Posts Tagged ‘Vesivius’

How the Earth Was Lost

Saturday, February 27th, 2010

By David L. Brown

I have been silent in recent weeks on the subject of climate change. My reason: I am gobsmacked by the success of the anti-global warming activities that have taken place. Science and reason are in full retreat in the face of the most astounding set of charges, accusations, and declarations I have ever seen.

vesuvius_in_eruptionWhat can you say when faced with the unimaginable? Think of it as like standing in the middle of a Roman village named Pompeii in 79 A.D., gaping at the sight of Mount Vesuvius blowing itself to pieces. “Oh my goodness!” just would not quite suffice, and more expressive reactions would only be pointless profanity. You would be  facing the unimaginable. You would be staring at the end of the world as you know it.

What has happened on the issues of global warming and climate change in the past few months is truly bizarre and frankly unexpected. First thousands of e-mails were hacked and several statements cherry picked out of context, twisted, and made to look like scientists were in disagreement and fighting among themselves on questions pertaining to global warming.

Well, duh, that’s what scientists do! It’s their job to pick at the edges, to squabble among themselves, to try to knock down ideas, to, well, disagree. If they did not do these things, there would be no science, no progress, no real knowledge, just superstition and the recognition of the obvious.

The most amazing thing about that phase of the operation was that among all those thousands of e-mails over a dozen years that the deniers couldn’t find anything any more damning than the extremely thin gruel they did.

Do not scientists have a right to be ironic, as in making a comment during a blizzard that questions global warming? Did that scientist in Colorado who did so believe there is no global warming because it was cold in Colorado in the winter? No, certainly not, and yet that ironic, human, personal statement was seized upon with an Aha! that could be heard all the way to Antarctica, where just today a chunk of ice described as the size of a small country fell into the ocean.

Fact check: An ironic personal comment is not scientific data. It is nothing, in fact. And there is a big part of the problem with this attack: Most of the “flaws” that have been found are on the nature of minor typographic errors, statements of opinion, guesses about the future, and other things that are not scientific data at all.

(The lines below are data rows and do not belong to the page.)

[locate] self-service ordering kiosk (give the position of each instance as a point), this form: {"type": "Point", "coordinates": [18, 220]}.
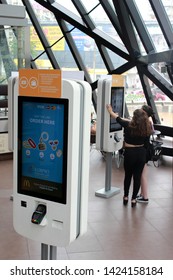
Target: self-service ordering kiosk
{"type": "Point", "coordinates": [51, 143]}
{"type": "Point", "coordinates": [109, 133]}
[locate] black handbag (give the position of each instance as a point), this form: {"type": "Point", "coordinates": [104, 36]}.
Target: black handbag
{"type": "Point", "coordinates": [154, 152]}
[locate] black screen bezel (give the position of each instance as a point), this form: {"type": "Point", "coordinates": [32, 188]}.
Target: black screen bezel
{"type": "Point", "coordinates": [62, 198]}
{"type": "Point", "coordinates": [114, 125]}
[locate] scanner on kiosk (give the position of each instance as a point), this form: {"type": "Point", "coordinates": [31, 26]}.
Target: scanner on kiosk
{"type": "Point", "coordinates": [51, 144]}
{"type": "Point", "coordinates": [109, 134]}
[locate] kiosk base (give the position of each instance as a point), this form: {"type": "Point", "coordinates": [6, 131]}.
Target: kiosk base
{"type": "Point", "coordinates": [106, 194]}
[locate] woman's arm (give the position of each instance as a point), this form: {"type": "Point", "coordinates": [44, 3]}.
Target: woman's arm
{"type": "Point", "coordinates": [109, 108]}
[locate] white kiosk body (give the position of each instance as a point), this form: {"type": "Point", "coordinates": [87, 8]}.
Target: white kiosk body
{"type": "Point", "coordinates": [109, 134]}
{"type": "Point", "coordinates": [51, 172]}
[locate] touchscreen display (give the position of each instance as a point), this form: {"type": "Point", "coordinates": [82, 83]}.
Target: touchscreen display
{"type": "Point", "coordinates": [117, 103]}
{"type": "Point", "coordinates": [42, 153]}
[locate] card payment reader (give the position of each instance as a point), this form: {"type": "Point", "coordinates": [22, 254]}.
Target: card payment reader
{"type": "Point", "coordinates": [51, 164]}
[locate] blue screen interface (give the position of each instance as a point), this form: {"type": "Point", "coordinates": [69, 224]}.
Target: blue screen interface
{"type": "Point", "coordinates": [42, 149]}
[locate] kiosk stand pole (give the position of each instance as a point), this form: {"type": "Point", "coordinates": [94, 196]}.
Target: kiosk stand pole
{"type": "Point", "coordinates": [108, 191]}
{"type": "Point", "coordinates": [53, 252]}
{"type": "Point", "coordinates": [48, 252]}
{"type": "Point", "coordinates": [44, 251]}
{"type": "Point", "coordinates": [108, 171]}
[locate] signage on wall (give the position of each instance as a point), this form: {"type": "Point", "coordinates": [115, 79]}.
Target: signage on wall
{"type": "Point", "coordinates": [40, 83]}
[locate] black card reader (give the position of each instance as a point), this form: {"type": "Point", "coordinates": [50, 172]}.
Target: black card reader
{"type": "Point", "coordinates": [38, 214]}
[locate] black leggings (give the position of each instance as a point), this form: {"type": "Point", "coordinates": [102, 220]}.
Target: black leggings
{"type": "Point", "coordinates": [134, 161]}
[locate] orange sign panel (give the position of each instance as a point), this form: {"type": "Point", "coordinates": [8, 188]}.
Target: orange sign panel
{"type": "Point", "coordinates": [40, 83]}
{"type": "Point", "coordinates": [117, 81]}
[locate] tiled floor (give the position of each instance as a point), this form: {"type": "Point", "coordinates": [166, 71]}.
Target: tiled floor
{"type": "Point", "coordinates": [114, 231]}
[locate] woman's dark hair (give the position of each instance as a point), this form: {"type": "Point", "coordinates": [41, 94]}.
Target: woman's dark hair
{"type": "Point", "coordinates": [148, 110]}
{"type": "Point", "coordinates": [140, 124]}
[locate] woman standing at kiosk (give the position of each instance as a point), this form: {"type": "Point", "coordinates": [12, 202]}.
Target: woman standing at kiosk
{"type": "Point", "coordinates": [136, 134]}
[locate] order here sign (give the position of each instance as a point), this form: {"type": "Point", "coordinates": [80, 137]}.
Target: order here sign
{"type": "Point", "coordinates": [40, 83]}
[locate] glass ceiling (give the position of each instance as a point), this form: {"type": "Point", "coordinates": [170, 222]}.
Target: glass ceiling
{"type": "Point", "coordinates": [129, 37]}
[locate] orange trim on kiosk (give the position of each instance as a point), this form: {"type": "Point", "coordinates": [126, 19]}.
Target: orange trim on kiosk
{"type": "Point", "coordinates": [40, 83]}
{"type": "Point", "coordinates": [117, 81]}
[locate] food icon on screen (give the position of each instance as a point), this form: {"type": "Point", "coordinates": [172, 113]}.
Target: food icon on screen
{"type": "Point", "coordinates": [29, 144]}
{"type": "Point", "coordinates": [41, 145]}
{"type": "Point", "coordinates": [53, 144]}
{"type": "Point", "coordinates": [28, 152]}
{"type": "Point", "coordinates": [59, 153]}
{"type": "Point", "coordinates": [44, 136]}
{"type": "Point", "coordinates": [52, 156]}
{"type": "Point", "coordinates": [41, 155]}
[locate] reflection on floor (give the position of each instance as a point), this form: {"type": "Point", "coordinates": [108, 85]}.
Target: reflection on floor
{"type": "Point", "coordinates": [114, 231]}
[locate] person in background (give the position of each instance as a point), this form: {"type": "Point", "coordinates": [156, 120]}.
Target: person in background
{"type": "Point", "coordinates": [93, 124]}
{"type": "Point", "coordinates": [137, 132]}
{"type": "Point", "coordinates": [143, 196]}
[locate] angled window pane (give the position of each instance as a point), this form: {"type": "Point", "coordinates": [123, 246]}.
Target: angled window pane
{"type": "Point", "coordinates": [116, 60]}
{"type": "Point", "coordinates": [152, 25]}
{"type": "Point", "coordinates": [89, 53]}
{"type": "Point", "coordinates": [68, 5]}
{"type": "Point", "coordinates": [89, 5]}
{"type": "Point", "coordinates": [168, 5]}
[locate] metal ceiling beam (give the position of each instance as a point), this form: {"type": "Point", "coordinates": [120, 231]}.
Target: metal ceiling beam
{"type": "Point", "coordinates": [163, 21]}
{"type": "Point", "coordinates": [140, 26]}
{"type": "Point", "coordinates": [96, 34]}
{"type": "Point", "coordinates": [130, 40]}
{"type": "Point", "coordinates": [84, 14]}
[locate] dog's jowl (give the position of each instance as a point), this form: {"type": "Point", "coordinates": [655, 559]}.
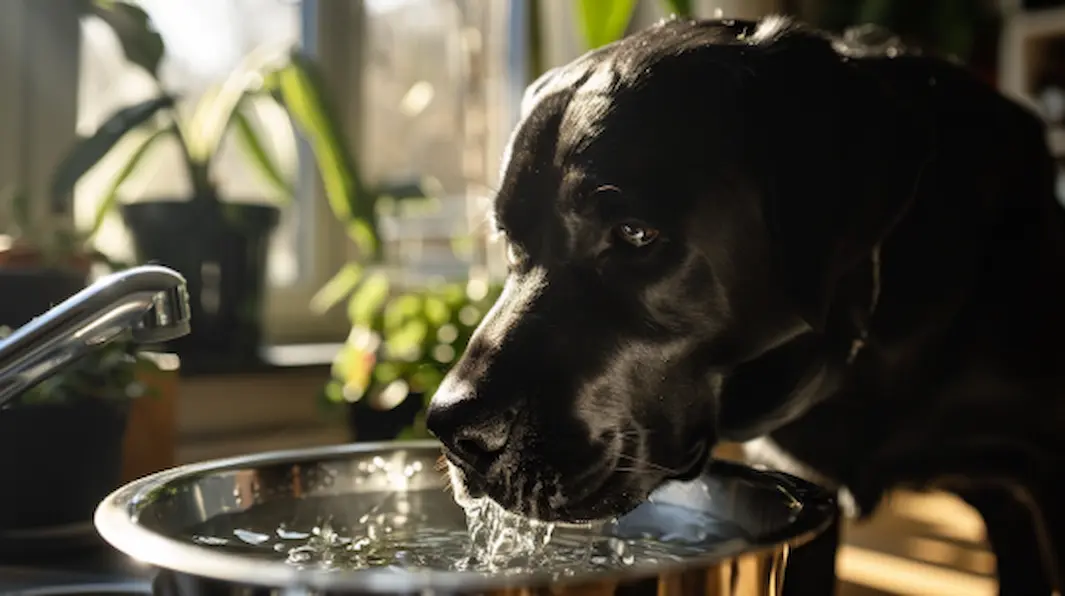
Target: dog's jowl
{"type": "Point", "coordinates": [749, 232]}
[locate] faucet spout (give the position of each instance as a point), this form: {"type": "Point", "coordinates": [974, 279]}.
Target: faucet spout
{"type": "Point", "coordinates": [146, 304]}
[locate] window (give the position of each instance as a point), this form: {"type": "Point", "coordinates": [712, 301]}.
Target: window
{"type": "Point", "coordinates": [427, 87]}
{"type": "Point", "coordinates": [205, 40]}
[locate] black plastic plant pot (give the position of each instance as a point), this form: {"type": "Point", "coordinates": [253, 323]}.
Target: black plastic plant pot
{"type": "Point", "coordinates": [59, 461]}
{"type": "Point", "coordinates": [222, 249]}
{"type": "Point", "coordinates": [28, 293]}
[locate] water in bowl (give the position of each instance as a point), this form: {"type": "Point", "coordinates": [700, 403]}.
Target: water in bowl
{"type": "Point", "coordinates": [425, 530]}
{"type": "Point", "coordinates": [403, 534]}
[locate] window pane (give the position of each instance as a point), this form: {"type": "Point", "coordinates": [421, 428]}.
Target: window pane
{"type": "Point", "coordinates": [206, 39]}
{"type": "Point", "coordinates": [426, 121]}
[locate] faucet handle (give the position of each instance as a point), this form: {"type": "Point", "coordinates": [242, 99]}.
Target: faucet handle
{"type": "Point", "coordinates": [167, 318]}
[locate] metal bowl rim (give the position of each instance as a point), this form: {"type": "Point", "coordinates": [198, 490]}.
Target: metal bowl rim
{"type": "Point", "coordinates": [114, 522]}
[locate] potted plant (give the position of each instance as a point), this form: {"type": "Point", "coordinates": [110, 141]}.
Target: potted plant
{"type": "Point", "coordinates": [403, 340]}
{"type": "Point", "coordinates": [61, 443]}
{"type": "Point", "coordinates": [218, 244]}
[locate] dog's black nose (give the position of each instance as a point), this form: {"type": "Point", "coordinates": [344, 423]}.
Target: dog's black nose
{"type": "Point", "coordinates": [469, 431]}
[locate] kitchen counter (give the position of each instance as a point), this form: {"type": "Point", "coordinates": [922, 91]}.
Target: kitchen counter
{"type": "Point", "coordinates": [70, 570]}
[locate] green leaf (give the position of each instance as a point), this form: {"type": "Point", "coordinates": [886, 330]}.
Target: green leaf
{"type": "Point", "coordinates": [256, 150]}
{"type": "Point", "coordinates": [680, 7]}
{"type": "Point", "coordinates": [306, 98]}
{"type": "Point", "coordinates": [337, 288]}
{"type": "Point", "coordinates": [21, 212]}
{"type": "Point", "coordinates": [141, 43]}
{"type": "Point", "coordinates": [603, 21]}
{"type": "Point", "coordinates": [437, 311]}
{"type": "Point", "coordinates": [111, 197]}
{"type": "Point", "coordinates": [213, 114]}
{"type": "Point", "coordinates": [88, 151]}
{"type": "Point", "coordinates": [366, 301]}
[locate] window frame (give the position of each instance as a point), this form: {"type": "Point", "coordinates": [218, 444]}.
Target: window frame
{"type": "Point", "coordinates": [332, 32]}
{"type": "Point", "coordinates": [39, 66]}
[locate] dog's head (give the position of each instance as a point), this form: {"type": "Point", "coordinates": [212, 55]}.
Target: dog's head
{"type": "Point", "coordinates": [674, 204]}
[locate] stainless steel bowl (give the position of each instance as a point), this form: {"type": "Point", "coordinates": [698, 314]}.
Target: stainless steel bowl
{"type": "Point", "coordinates": [751, 519]}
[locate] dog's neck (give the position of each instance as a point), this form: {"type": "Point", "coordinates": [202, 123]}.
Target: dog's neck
{"type": "Point", "coordinates": [863, 326]}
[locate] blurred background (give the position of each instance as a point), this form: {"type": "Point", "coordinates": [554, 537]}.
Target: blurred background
{"type": "Point", "coordinates": [320, 170]}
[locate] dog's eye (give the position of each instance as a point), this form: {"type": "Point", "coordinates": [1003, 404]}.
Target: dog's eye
{"type": "Point", "coordinates": [513, 254]}
{"type": "Point", "coordinates": [636, 234]}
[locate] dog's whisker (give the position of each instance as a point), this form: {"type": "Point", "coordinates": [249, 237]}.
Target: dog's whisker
{"type": "Point", "coordinates": [651, 465]}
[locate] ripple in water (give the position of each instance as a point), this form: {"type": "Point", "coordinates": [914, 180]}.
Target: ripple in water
{"type": "Point", "coordinates": [424, 530]}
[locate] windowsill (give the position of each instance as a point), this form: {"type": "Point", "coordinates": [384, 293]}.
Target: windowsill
{"type": "Point", "coordinates": [272, 359]}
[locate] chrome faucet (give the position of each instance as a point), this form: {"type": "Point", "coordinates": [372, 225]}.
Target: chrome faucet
{"type": "Point", "coordinates": [146, 304]}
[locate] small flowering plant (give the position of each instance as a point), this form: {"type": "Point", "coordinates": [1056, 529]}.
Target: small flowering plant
{"type": "Point", "coordinates": [109, 374]}
{"type": "Point", "coordinates": [404, 343]}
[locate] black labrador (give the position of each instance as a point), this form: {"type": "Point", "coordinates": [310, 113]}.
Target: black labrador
{"type": "Point", "coordinates": [850, 259]}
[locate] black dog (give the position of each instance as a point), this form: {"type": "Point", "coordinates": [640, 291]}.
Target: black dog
{"type": "Point", "coordinates": [751, 231]}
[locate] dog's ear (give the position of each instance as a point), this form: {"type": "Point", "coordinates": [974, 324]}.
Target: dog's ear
{"type": "Point", "coordinates": [841, 154]}
{"type": "Point", "coordinates": [537, 88]}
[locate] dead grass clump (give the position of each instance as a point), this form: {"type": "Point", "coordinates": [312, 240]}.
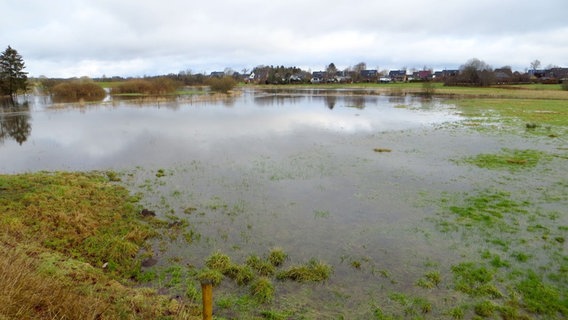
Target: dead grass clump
{"type": "Point", "coordinates": [262, 290]}
{"type": "Point", "coordinates": [277, 256]}
{"type": "Point", "coordinates": [262, 267]}
{"type": "Point", "coordinates": [57, 230]}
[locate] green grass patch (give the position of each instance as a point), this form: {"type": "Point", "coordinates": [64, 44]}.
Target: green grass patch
{"type": "Point", "coordinates": [69, 244]}
{"type": "Point", "coordinates": [508, 159]}
{"type": "Point", "coordinates": [542, 111]}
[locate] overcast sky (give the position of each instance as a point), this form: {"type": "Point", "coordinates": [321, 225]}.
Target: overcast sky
{"type": "Point", "coordinates": [73, 38]}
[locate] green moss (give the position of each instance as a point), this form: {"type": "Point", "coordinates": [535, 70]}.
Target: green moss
{"type": "Point", "coordinates": [509, 159]}
{"type": "Point", "coordinates": [475, 280]}
{"type": "Point", "coordinates": [485, 308]}
{"type": "Point", "coordinates": [541, 298]}
{"type": "Point", "coordinates": [312, 271]}
{"type": "Point", "coordinates": [277, 256]}
{"type": "Point", "coordinates": [218, 261]}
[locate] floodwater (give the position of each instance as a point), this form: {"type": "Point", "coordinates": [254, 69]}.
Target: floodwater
{"type": "Point", "coordinates": [296, 170]}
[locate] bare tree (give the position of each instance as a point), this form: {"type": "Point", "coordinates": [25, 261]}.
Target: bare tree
{"type": "Point", "coordinates": [535, 64]}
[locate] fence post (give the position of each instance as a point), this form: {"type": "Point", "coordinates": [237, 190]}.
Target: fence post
{"type": "Point", "coordinates": [207, 294]}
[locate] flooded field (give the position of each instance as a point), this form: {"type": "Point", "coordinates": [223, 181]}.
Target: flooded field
{"type": "Point", "coordinates": [420, 211]}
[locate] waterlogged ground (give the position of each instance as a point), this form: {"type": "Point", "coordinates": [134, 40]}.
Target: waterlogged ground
{"type": "Point", "coordinates": [421, 211]}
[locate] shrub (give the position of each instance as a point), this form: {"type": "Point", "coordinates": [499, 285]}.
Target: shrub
{"type": "Point", "coordinates": [77, 90]}
{"type": "Point", "coordinates": [154, 86]}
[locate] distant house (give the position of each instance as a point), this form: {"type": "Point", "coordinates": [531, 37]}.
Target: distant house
{"type": "Point", "coordinates": [218, 74]}
{"type": "Point", "coordinates": [369, 75]}
{"type": "Point", "coordinates": [503, 75]}
{"type": "Point", "coordinates": [398, 75]}
{"type": "Point", "coordinates": [444, 74]}
{"type": "Point", "coordinates": [423, 75]}
{"type": "Point", "coordinates": [559, 73]}
{"type": "Point", "coordinates": [318, 76]}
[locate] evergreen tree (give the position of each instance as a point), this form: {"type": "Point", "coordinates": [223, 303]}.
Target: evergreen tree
{"type": "Point", "coordinates": [12, 76]}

Such it was with the supposedly egregious “error” concerning the rate of melting of “the Himalayan glaciers.” This appeared on page four hundred and some of the second volume of the latest IPCC report, a work comprising nearly 3000 pages. It was one sentence, and it contained a typo apparently. It was not presented as data, not used as the basis for even a general observation much less the entire bulwark of global warming evidence. It was merely part of a huge compendium of evidence provided by several thousand scientists and cooperatively vetted by representatives of more than a hundred nations of the world. It was nothing.